16:56 Secondly, when you're running multiple fleets of agents in different environments, you these single agents just don't have the context of what other failures other agents are running into. So, for these two reasons, we introduced this concept of some out-of-band memory curation, and this helps to make these problems go away. And just to introduce an analogy for why this in theory should work, I'd like you to think about a school, for example, where you have lots of students that submit a lot of work, and you also have uh teachers that mark it and a head teacher that reviews everything.

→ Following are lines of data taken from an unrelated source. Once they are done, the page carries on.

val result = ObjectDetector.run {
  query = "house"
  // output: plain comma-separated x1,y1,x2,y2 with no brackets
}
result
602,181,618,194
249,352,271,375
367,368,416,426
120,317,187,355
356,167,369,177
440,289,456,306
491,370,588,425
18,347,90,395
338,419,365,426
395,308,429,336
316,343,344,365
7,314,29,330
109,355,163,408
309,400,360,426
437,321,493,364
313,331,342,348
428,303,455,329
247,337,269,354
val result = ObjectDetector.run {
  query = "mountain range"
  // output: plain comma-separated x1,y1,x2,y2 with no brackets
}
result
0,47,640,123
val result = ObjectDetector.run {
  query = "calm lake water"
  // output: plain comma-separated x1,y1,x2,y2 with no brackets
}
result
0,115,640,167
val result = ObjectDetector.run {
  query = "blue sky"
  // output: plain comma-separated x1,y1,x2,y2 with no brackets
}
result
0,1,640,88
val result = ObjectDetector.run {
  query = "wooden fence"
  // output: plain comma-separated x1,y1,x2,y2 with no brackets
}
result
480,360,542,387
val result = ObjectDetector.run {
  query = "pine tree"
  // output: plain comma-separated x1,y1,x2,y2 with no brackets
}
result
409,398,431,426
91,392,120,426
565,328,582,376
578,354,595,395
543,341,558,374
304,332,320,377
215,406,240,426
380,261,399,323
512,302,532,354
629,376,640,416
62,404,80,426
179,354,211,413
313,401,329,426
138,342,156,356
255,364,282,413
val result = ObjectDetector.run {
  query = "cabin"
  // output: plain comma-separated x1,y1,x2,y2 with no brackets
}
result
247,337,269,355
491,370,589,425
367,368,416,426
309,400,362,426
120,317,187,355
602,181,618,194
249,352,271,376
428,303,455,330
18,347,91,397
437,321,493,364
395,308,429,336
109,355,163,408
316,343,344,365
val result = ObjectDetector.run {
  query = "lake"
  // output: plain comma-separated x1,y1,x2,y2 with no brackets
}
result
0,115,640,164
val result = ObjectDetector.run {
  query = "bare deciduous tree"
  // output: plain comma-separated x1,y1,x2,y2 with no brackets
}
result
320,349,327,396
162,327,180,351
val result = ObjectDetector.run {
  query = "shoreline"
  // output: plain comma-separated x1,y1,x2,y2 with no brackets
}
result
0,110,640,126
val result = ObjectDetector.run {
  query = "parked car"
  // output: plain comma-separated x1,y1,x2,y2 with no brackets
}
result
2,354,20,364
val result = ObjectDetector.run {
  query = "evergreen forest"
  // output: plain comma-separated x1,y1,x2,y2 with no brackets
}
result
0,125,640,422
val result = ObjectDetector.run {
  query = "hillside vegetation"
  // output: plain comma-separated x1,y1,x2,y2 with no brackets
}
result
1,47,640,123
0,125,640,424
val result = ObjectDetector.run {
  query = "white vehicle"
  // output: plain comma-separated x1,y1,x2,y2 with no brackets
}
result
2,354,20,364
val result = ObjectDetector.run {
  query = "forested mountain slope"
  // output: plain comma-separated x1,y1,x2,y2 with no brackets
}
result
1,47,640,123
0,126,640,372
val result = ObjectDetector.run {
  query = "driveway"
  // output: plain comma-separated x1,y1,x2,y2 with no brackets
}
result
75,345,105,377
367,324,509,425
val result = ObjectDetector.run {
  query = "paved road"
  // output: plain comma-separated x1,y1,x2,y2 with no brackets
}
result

17:31 This is a a system that we have in the real world for good reason, and it's because when you have certain individuals that have dedicated capacity for helping people learn, that's really effective. And when you also [snorts] have people that have visibility over the whole fleet of agents or learners, and they're [snorts] able to spot patterns and then kind of steer context, or let's say in this case the curriculum, uh that's also really effective. So, as always, we kind of look to the real world world to think about how to build these systems.
18:00 Uh sorry, I also didn't touch on a final limitation, which is that memories go stale. So, you need something, some process that checks that everything that's written there is still correct. And so, we introduce this concept of dreaming, which is like a second o- second-order process over memory. So, if we think about how that's been constructed, we have the like actual context, which agents reference and is has useful information, the memory processes, which allow agents to kind of autonomously manage that context themselves, and then dreaming, which is a process that runs in batch and asynchronously with its own allocated resources to ensure that those memories themselves are effective, up-to-date, um and helping the agents learn over time.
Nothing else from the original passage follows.